In the report, produced by Her Majesty’s Inspectorate of Constabularies on behalf of the Rape Monitoring Group, it shows that there were 208 reported adult rapes and and 96 children in 2015, compared to 109 adult and 68 child accusations in 2014.
But from these there were only 33 prosecutions and 24 convictions in 2014/15 and 26 prosecutions and 19 convictions in 2013/14.
Recorded rapes refer to all crimes of rape reported to the police that must be notified to the Home Office.
The report said: “Convictions of the guilty are extremely important outcomes, but convictions are not the only important outcomes for victims of rape, an opportunity to discuss the offending and to be listened to and believed is just as important.
“There are many reasons why a reported rape does not continue to conviction, either the police do not record the incident as a crime, the victim does not wish for the case to be taken forward, the CPS advises that no further action be taken, the offence is changed to something other than rape; and, importantly, the defendant is acquitted by a jury following a trial.”
DI Simon Lovett said: “It is thought the Operation Yewtree has had a significant impact on the number of people coming forward to report historic sexual abuse.
“This follows a number of high profile historic cases which have been investigated and resulted in custodial sentences for the perpetrator.
“Therefore there has been a significant increase in reporting nationally.

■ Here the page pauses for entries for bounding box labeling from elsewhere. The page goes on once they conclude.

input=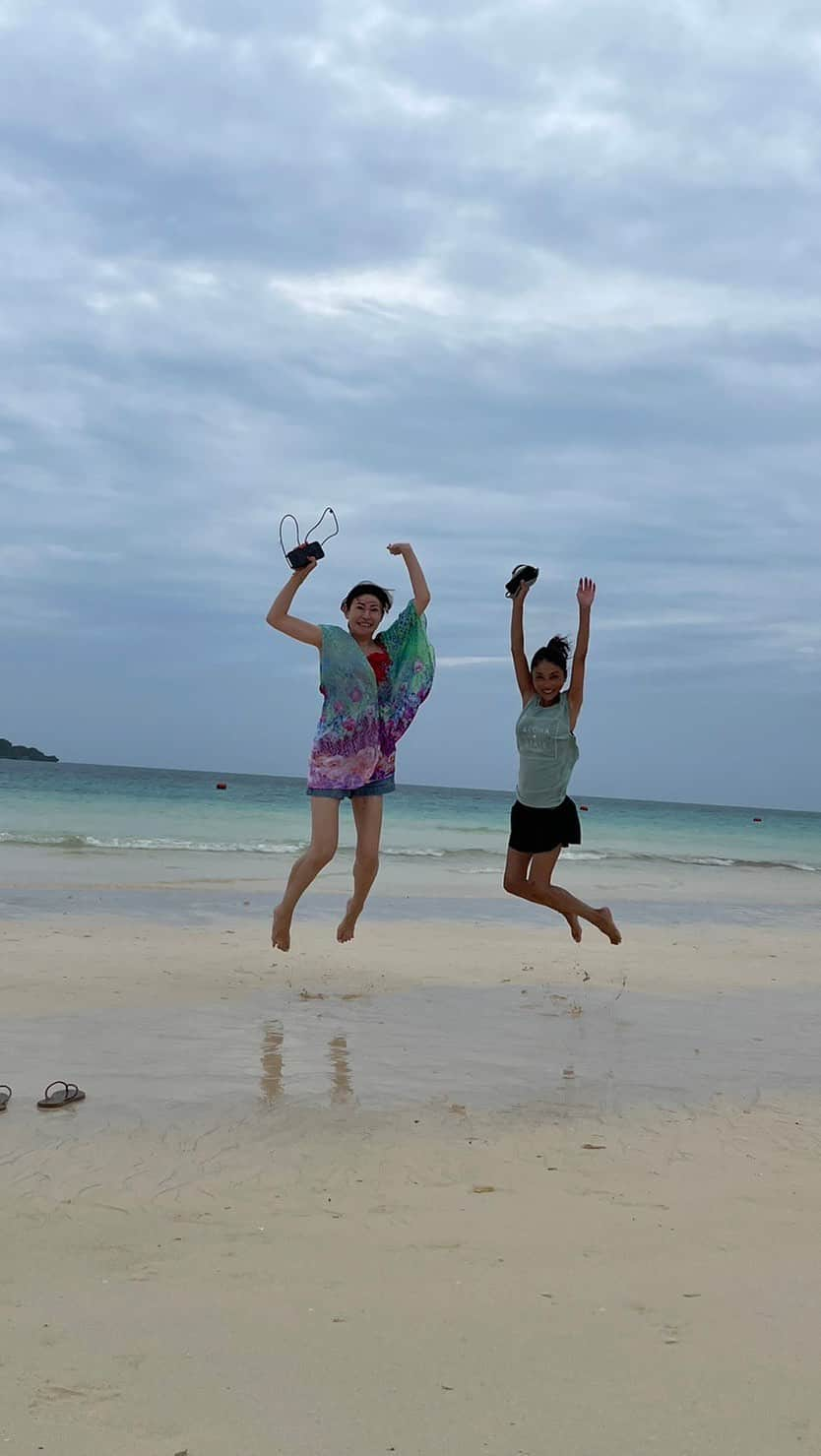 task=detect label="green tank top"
[515,693,580,809]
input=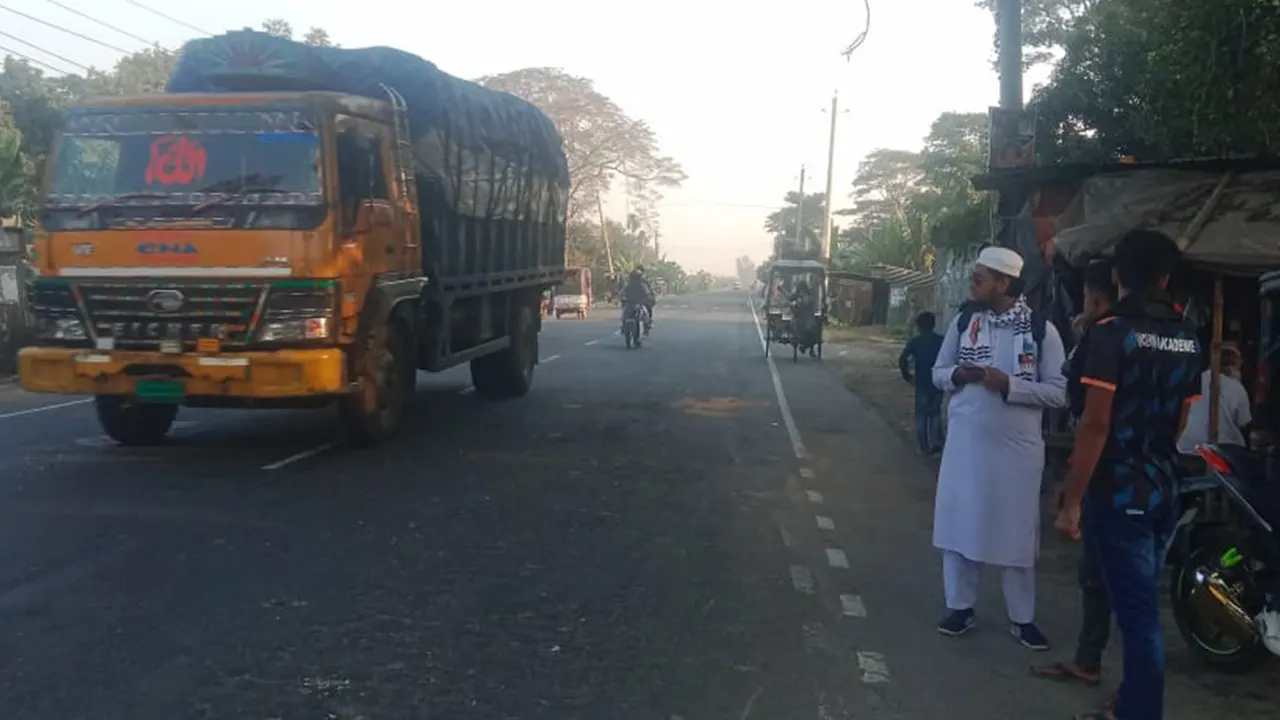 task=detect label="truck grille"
[77,281,268,350]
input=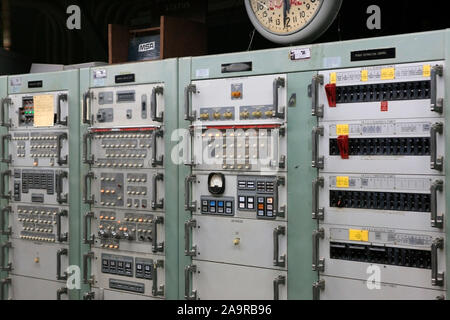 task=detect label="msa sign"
[138,41,155,52]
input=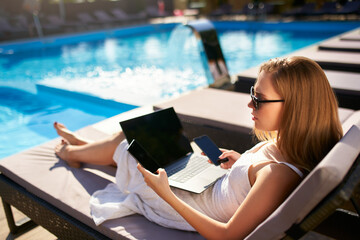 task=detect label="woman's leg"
[54,123,125,167]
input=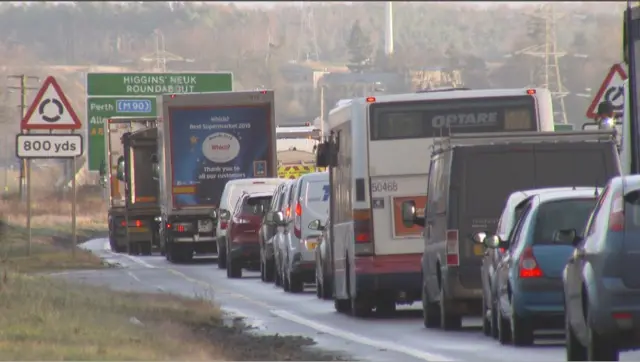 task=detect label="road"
[71,239,640,362]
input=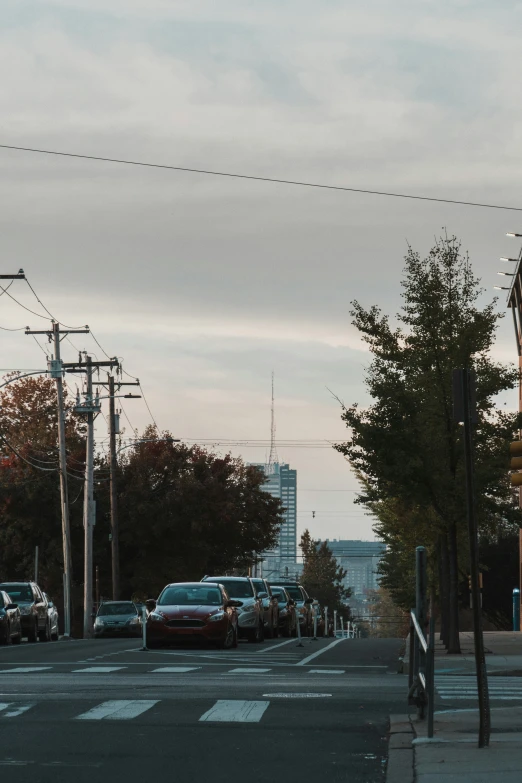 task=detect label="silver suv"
[201,576,266,642]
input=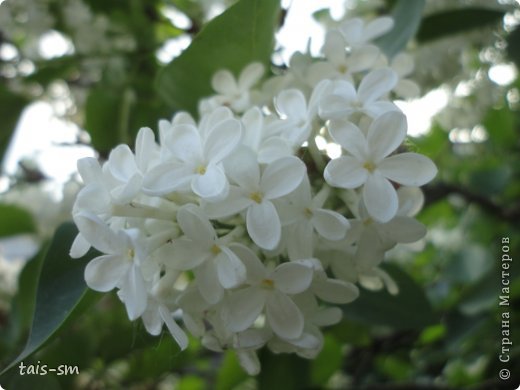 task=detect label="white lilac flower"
[266,80,330,150]
[339,16,394,48]
[105,127,159,202]
[143,115,242,200]
[277,176,350,260]
[324,111,437,222]
[199,62,264,113]
[204,148,306,250]
[268,292,342,359]
[307,30,380,82]
[74,212,147,320]
[222,248,313,339]
[319,68,398,119]
[155,204,246,304]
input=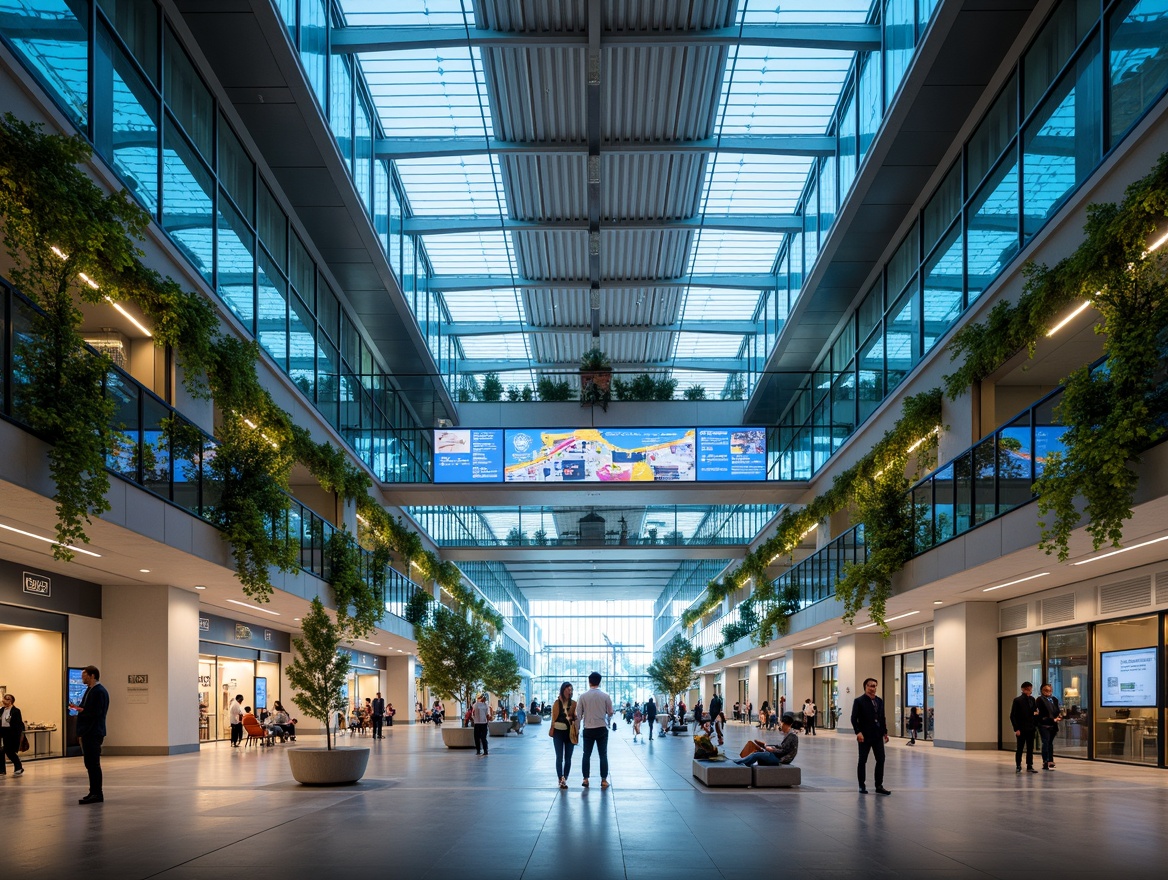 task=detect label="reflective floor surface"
[0,723,1168,880]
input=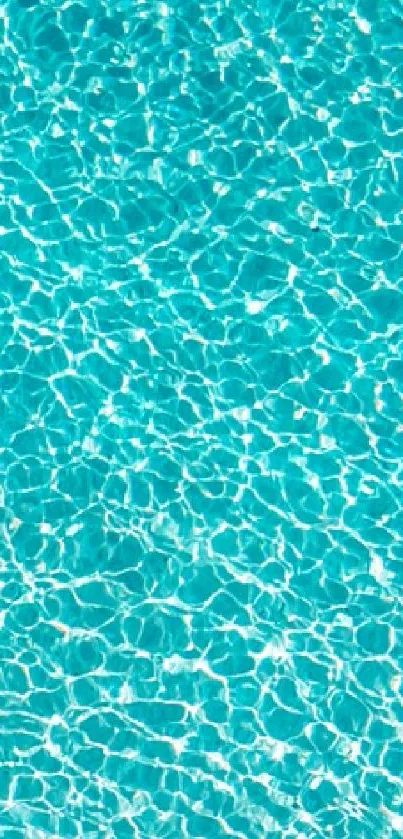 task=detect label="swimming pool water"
[0,0,403,839]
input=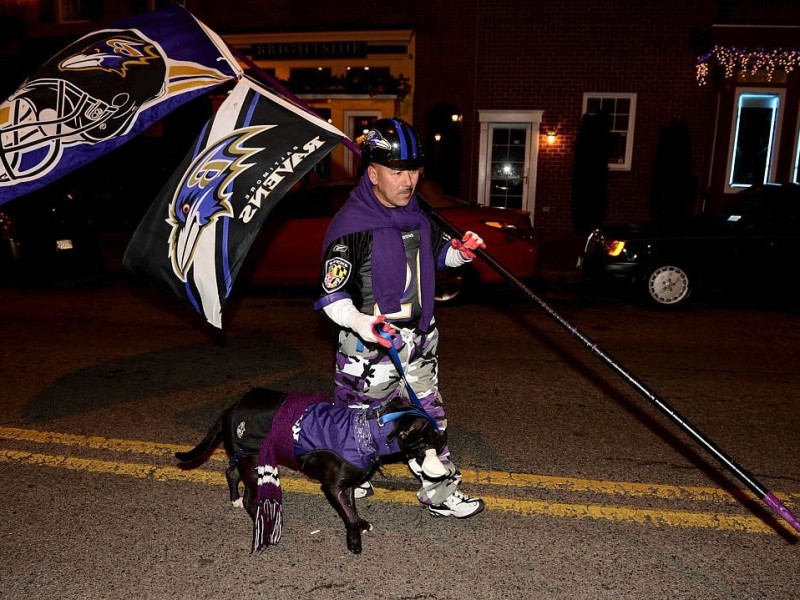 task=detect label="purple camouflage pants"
[333,325,461,504]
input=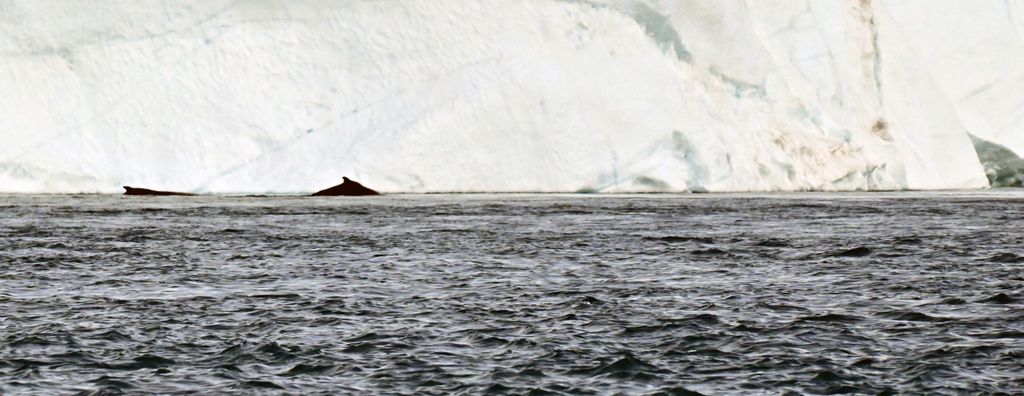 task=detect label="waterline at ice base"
[0,0,1024,193]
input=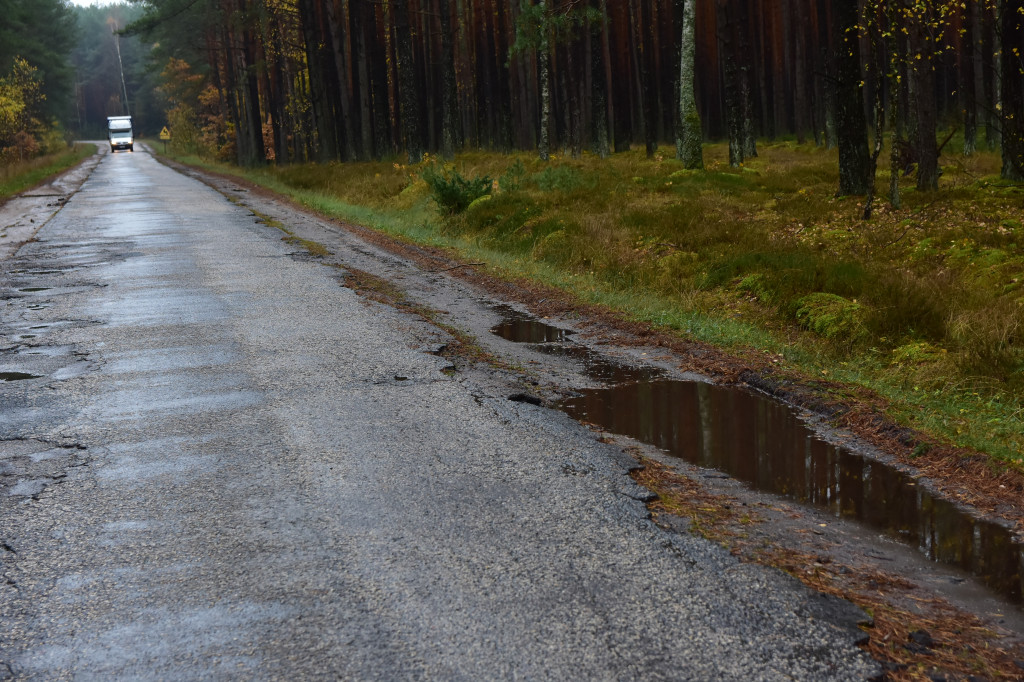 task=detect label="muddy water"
[560,381,1024,603]
[493,313,1024,604]
[490,305,571,343]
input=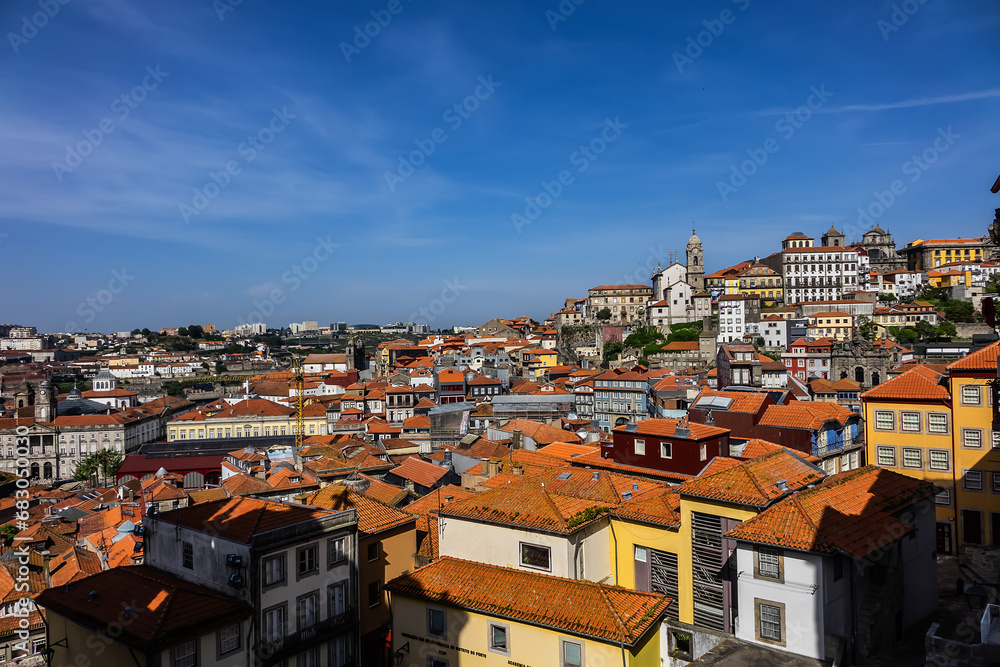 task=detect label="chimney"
[486,459,500,477]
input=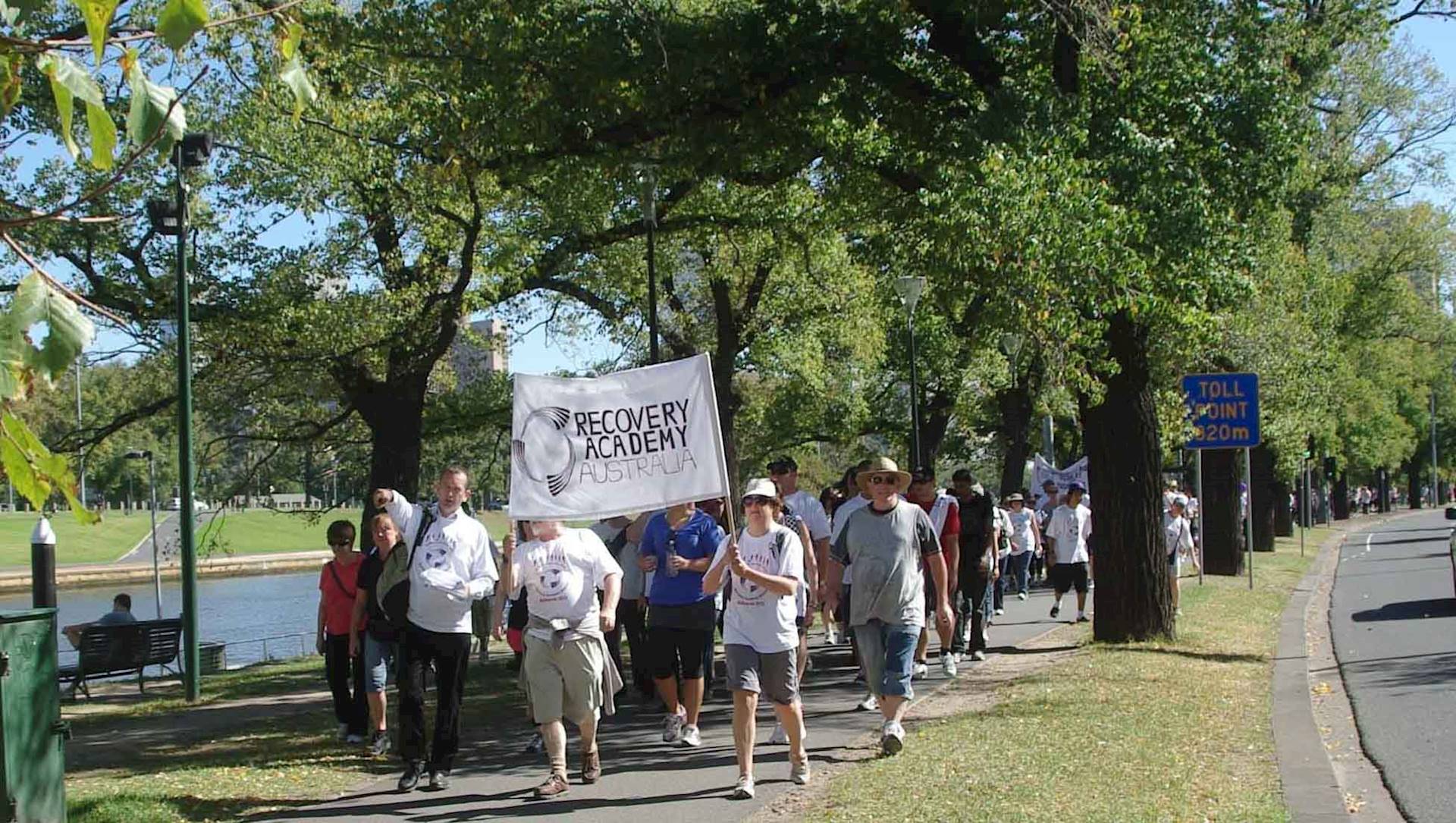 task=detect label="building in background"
[450,318,511,389]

“This does not necessarily mean an increase in the crimes themselves but rather the reporting of them.
“There is certainly an improved level of trust and confidence in the Police to take such allegations very seriously and deal with victims sensitively, with professionalism and compassion.”
The report said: “As a consequence of Operation Yewtree, there has been a significant increase in reporting of such offences nationally, and numbers of recorded rapes have increased by 87 per cent between the end of October 2012 and March 2015.”